Letting out a yell, I slammed my palm into the steering wheel and sat back, chest heaving. My eye caught on something down the bridge, a flash of movement, something out of place.

A knot formed in my throat as I imagined fabric caught on the metal railing and fluttering in the night air.

Shaking it off, I squinted through the windshield, trying to see what was just beyond the edge of the headlights. Unable to make it out, I crept forward. Halfway across the bridge, he came into focus.

A man sat on the railing, carelessly dangling his feet over the side as if he didn’t realize there was a wide, rushing river below. Or maybe he just didn’t care.

A prickle of something—panic, familiarity… both? —came over me as the man lifted his arm to tilt a bottle to his lips. Tipping his head back, he took a long chug before pulling the glass down and swiping at his mouth with the back of his hand.

He was in all black. The shirt he wore was cropped and showed a wide strip of skin on his back… Bodhi.

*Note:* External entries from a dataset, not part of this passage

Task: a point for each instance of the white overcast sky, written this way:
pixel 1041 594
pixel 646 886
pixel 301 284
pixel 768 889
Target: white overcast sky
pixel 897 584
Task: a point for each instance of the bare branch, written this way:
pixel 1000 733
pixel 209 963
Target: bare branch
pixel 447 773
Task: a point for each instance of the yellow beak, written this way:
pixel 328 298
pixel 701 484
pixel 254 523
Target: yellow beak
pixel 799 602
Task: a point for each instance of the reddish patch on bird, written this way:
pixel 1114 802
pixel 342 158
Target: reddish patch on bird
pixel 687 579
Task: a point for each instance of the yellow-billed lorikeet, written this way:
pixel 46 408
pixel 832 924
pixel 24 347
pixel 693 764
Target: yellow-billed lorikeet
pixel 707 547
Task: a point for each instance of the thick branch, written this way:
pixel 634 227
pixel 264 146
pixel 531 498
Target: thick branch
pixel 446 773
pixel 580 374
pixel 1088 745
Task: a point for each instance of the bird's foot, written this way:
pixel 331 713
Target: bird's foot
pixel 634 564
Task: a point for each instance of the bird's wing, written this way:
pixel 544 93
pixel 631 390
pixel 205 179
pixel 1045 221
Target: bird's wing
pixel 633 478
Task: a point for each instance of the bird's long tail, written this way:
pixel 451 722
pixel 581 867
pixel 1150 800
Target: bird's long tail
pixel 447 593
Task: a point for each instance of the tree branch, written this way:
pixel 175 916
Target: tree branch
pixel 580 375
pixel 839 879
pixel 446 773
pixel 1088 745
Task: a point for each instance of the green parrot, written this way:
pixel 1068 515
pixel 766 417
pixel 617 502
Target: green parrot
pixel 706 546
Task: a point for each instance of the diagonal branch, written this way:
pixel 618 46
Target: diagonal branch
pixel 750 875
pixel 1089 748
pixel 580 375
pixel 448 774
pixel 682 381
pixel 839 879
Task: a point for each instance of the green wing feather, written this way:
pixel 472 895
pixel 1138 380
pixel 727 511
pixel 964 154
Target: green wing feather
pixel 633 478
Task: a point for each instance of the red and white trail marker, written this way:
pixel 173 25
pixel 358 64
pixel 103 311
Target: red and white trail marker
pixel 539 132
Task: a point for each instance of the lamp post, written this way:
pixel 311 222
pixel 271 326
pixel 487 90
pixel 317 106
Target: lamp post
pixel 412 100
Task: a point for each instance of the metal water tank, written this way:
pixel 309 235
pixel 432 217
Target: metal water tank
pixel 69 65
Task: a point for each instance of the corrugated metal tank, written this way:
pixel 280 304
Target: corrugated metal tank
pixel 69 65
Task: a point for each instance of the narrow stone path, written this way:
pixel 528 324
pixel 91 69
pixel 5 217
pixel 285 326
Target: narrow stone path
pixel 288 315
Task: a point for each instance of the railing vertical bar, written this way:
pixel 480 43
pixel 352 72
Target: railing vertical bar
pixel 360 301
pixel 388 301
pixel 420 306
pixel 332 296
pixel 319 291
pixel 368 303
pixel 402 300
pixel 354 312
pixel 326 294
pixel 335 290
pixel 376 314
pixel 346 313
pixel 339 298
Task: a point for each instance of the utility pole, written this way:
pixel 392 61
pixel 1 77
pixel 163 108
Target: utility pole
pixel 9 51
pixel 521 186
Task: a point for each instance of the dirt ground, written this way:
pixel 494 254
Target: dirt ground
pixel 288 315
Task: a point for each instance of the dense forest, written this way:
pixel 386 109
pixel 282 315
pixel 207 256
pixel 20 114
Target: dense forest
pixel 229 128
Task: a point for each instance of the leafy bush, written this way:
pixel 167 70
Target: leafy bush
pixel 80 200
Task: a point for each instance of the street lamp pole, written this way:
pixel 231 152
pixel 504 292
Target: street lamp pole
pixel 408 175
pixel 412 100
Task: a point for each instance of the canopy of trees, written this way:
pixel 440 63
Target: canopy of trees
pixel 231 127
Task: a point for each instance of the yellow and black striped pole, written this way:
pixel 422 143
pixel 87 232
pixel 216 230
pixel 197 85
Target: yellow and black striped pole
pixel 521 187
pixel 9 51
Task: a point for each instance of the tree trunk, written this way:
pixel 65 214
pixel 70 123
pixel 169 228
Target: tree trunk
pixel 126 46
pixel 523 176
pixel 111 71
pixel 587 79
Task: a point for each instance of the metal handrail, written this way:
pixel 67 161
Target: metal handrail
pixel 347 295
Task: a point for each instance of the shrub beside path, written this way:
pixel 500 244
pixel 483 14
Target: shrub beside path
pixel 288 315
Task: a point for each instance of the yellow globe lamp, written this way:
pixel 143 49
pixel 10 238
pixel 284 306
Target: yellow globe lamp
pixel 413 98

Nearly choking on the heart that leaped into my throat, I scrambled for the handle, the car stalling out beneath me. Shoving it wide, I hurdled onto the pavement, the sound of rushing water below reminding me exactly where I was.

“Bodhi!” I roared.

He stiffened, turning to look over his shoulder. He was wearing my cap. And then, as if I were a stranger, he turned away.

“Get off of there!” I roared. “Jesus Christ! You’re going to fall!”

Ignoring me completely, he lifted the bottle again, pouring vodka down the back of his throat.

And then it dawned on me. He wasn’t worried about falling because he’d come here to jump.

Just like Lance did all those years ago.